Extended Data Fig. 6. Workflow of calculating weighted escape scores of each mutation on RBD.

Weights for ACE2 binding and RBD expression, neutralization activity, and codon usage are sequentially applied on the calculation to achieve informative results. Mutation preferences of BA.5 RBD under the pressure of NAbs from BA.5 or BF.7 BTI are shown.

Extended Data Fig. 7. SPR sensorgrams for affinity of hACE2 and SARS-CoV-2 mutants RBD.

Representative sensorgram of at least four replicates is shown for each RBD. Geometric mean kinetic constants k_a, k_d, and dissociation equilibrium constant K_D are labeled in each panel.

Extended Data Fig. 8. NAbs from BTI and reinfection are escaped by constructed mutants.
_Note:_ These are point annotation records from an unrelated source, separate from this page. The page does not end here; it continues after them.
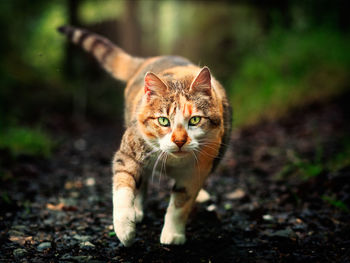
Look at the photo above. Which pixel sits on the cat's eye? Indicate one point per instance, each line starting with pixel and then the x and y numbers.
pixel 164 121
pixel 194 120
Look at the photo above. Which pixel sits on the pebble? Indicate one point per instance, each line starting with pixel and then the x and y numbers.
pixel 19 252
pixel 86 245
pixel 43 246
pixel 268 217
pixel 82 238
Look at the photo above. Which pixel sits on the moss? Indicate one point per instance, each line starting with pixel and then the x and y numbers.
pixel 21 140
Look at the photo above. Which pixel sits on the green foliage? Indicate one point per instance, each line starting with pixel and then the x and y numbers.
pixel 337 203
pixel 307 168
pixel 290 69
pixel 20 140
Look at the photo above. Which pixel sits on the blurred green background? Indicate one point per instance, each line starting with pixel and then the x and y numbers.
pixel 272 56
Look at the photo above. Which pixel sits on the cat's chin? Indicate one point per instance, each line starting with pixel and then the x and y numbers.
pixel 179 154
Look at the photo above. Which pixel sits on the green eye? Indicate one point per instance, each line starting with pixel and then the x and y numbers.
pixel 164 121
pixel 194 120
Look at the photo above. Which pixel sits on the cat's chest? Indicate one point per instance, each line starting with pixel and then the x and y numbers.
pixel 171 166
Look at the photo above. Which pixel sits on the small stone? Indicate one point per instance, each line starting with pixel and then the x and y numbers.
pixel 43 246
pixel 211 208
pixel 235 195
pixel 81 238
pixel 228 206
pixel 90 181
pixel 86 245
pixel 268 217
pixel 19 252
pixel 82 258
pixel 80 144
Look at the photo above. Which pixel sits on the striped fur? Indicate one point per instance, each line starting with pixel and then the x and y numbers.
pixel 169 87
pixel 112 58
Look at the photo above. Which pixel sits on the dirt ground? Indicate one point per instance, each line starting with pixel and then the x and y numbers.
pixel 282 194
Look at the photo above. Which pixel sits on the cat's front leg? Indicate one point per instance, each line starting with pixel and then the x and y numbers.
pixel 182 198
pixel 126 184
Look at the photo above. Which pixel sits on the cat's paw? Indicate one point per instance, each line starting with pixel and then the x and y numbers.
pixel 138 214
pixel 172 238
pixel 124 225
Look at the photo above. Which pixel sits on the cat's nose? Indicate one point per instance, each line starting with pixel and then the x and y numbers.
pixel 180 143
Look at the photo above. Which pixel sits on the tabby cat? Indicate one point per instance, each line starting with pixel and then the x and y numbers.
pixel 177 119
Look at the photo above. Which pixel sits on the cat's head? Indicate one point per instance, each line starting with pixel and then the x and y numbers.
pixel 180 114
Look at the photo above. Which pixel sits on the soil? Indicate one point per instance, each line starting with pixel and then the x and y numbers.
pixel 275 198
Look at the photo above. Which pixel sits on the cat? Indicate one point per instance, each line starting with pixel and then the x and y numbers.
pixel 177 117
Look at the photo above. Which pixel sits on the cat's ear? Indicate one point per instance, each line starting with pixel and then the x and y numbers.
pixel 202 83
pixel 154 85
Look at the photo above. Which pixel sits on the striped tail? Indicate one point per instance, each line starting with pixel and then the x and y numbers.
pixel 112 58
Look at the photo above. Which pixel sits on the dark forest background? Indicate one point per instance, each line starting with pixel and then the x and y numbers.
pixel 272 56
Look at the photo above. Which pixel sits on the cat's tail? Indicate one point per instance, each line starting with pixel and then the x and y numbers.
pixel 112 58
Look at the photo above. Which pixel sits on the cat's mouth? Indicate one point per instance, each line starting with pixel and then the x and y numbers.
pixel 179 153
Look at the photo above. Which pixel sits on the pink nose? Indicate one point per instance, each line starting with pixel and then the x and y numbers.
pixel 179 143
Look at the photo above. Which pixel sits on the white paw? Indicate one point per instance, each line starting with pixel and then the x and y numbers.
pixel 172 238
pixel 124 225
pixel 138 215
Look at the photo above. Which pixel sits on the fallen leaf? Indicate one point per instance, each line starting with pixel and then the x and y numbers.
pixel 237 194
pixel 21 240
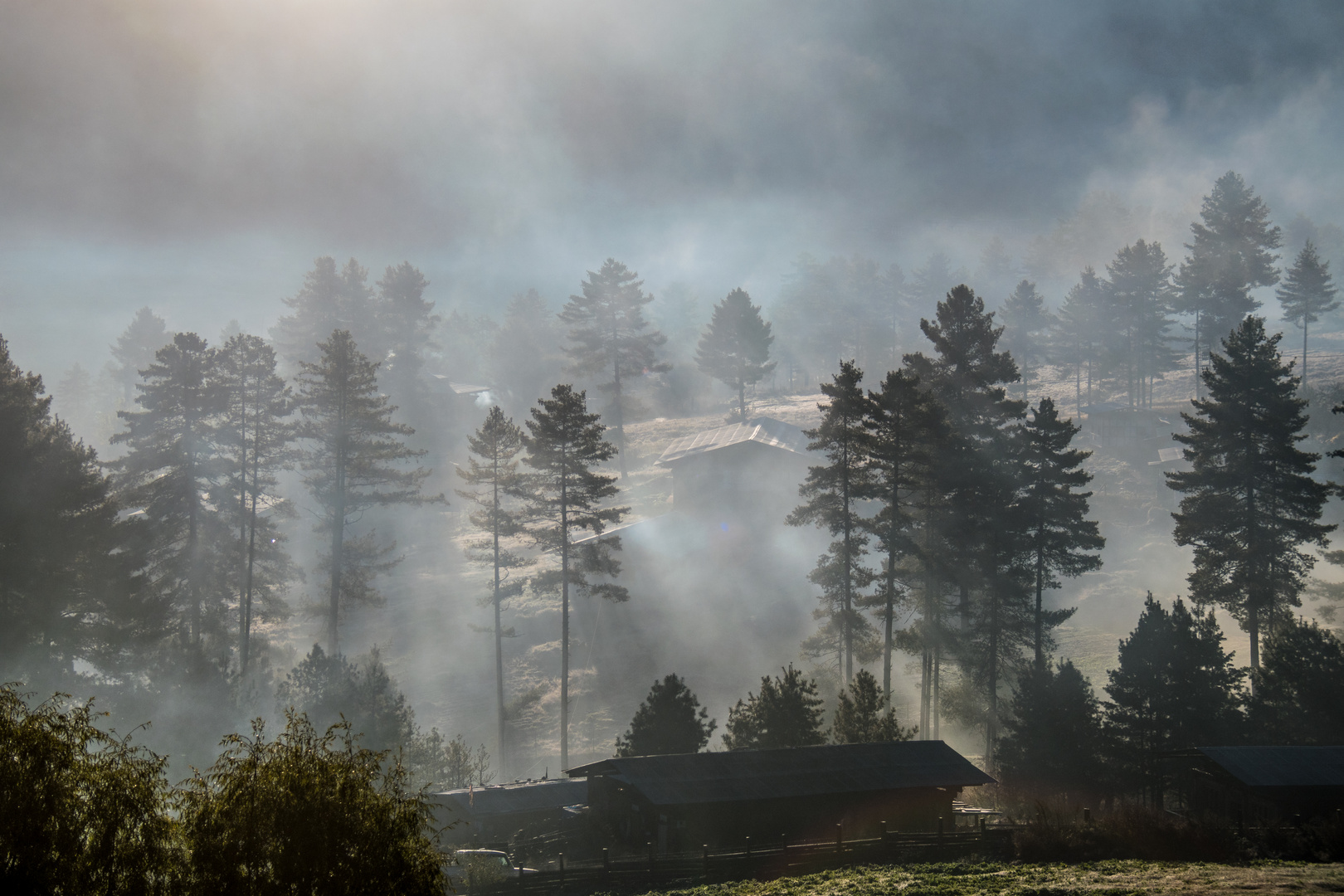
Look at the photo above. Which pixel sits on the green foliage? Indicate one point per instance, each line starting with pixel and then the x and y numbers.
pixel 308 813
pixel 785 713
pixel 860 718
pixel 1250 500
pixel 667 722
pixel 1054 737
pixel 1296 692
pixel 84 811
pixel 735 347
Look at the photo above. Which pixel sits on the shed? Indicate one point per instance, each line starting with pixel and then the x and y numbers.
pixel 797 793
pixel 1259 783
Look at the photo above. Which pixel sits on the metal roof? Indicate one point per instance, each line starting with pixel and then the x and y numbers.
pixel 765 430
pixel 1281 766
pixel 799 772
pixel 523 796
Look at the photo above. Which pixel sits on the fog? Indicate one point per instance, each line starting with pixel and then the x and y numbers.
pixel 197 158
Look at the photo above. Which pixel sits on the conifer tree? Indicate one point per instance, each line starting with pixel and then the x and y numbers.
pixel 256 438
pixel 567 494
pixel 1058 535
pixel 171 470
pixel 671 720
pixel 609 334
pixel 735 347
pixel 1250 500
pixel 1175 688
pixel 1308 292
pixel 785 713
pixel 864 716
pixel 496 485
pixel 1231 254
pixel 1027 324
pixel 832 499
pixel 353 461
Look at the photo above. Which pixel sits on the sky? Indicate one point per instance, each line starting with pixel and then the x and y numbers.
pixel 197 156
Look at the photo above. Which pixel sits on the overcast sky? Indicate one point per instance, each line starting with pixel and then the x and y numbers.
pixel 197 156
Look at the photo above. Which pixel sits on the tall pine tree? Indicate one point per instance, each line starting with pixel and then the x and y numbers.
pixel 1250 500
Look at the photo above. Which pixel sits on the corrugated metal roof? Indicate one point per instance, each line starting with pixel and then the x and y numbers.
pixel 801 772
pixel 763 429
pixel 1281 766
pixel 524 796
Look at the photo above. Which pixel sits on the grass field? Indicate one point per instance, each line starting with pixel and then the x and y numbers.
pixel 1109 879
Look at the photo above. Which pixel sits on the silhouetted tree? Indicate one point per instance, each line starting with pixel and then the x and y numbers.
pixel 1058 535
pixel 351 464
pixel 860 716
pixel 1250 500
pixel 834 494
pixel 785 713
pixel 498 486
pixel 670 720
pixel 567 494
pixel 1230 256
pixel 735 347
pixel 608 332
pixel 1308 290
pixel 1175 688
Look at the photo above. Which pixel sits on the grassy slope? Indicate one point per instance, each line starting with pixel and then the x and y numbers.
pixel 1110 878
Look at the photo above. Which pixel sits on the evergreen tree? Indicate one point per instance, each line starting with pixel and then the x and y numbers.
pixel 1230 256
pixel 171 472
pixel 834 494
pixel 256 441
pixel 1250 500
pixel 608 332
pixel 1175 688
pixel 667 723
pixel 785 713
pixel 566 494
pixel 1308 292
pixel 1138 295
pixel 860 716
pixel 1054 740
pixel 351 464
pixel 1059 538
pixel 1298 688
pixel 735 347
pixel 1027 324
pixel 496 484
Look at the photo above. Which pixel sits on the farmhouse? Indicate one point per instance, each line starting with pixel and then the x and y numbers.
pixel 717 798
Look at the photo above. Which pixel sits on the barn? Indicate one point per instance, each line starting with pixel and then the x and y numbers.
pixel 800 793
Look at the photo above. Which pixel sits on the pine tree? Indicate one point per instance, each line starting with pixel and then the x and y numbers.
pixel 351 464
pixel 1308 292
pixel 1250 500
pixel 567 494
pixel 1231 254
pixel 735 347
pixel 608 334
pixel 1054 740
pixel 496 484
pixel 171 472
pixel 785 713
pixel 1027 324
pixel 1175 688
pixel 1059 538
pixel 667 723
pixel 256 441
pixel 832 499
pixel 860 716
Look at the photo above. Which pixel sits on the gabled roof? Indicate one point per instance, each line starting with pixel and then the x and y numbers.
pixel 799 772
pixel 763 429
pixel 1281 766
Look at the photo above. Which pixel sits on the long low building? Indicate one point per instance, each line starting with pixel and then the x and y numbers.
pixel 683 801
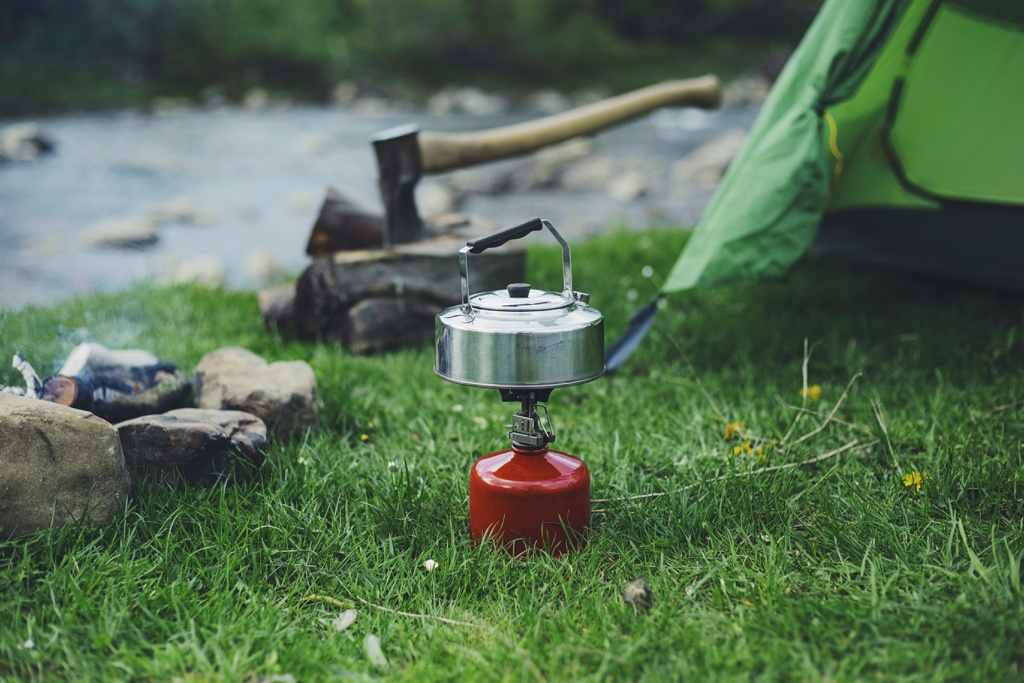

a, IC50 values for representative potent XBB.1.5-neutralizing antibodies from different epitope groups against XBB.1.5 variants carrying individual or multiple escape mutations are shown. The order of antibodies is the same as that in Fig. 6c. b, Pseudovirus NT50 for SARS-CoV-2 XBB.1.5-based mutants are shown using plasma from convalescent individuals who experienced BA.5 (n = 36) or BF.7 BTI (n = 30). Statistical tests are performed between neighboring mutants. P-values are calculated using two-tailed Wilcoxon signed-rank tests on paired samples. *p < 0.05, **p < 0.01, ****p < 0.0001, and p > 0.05 (NS).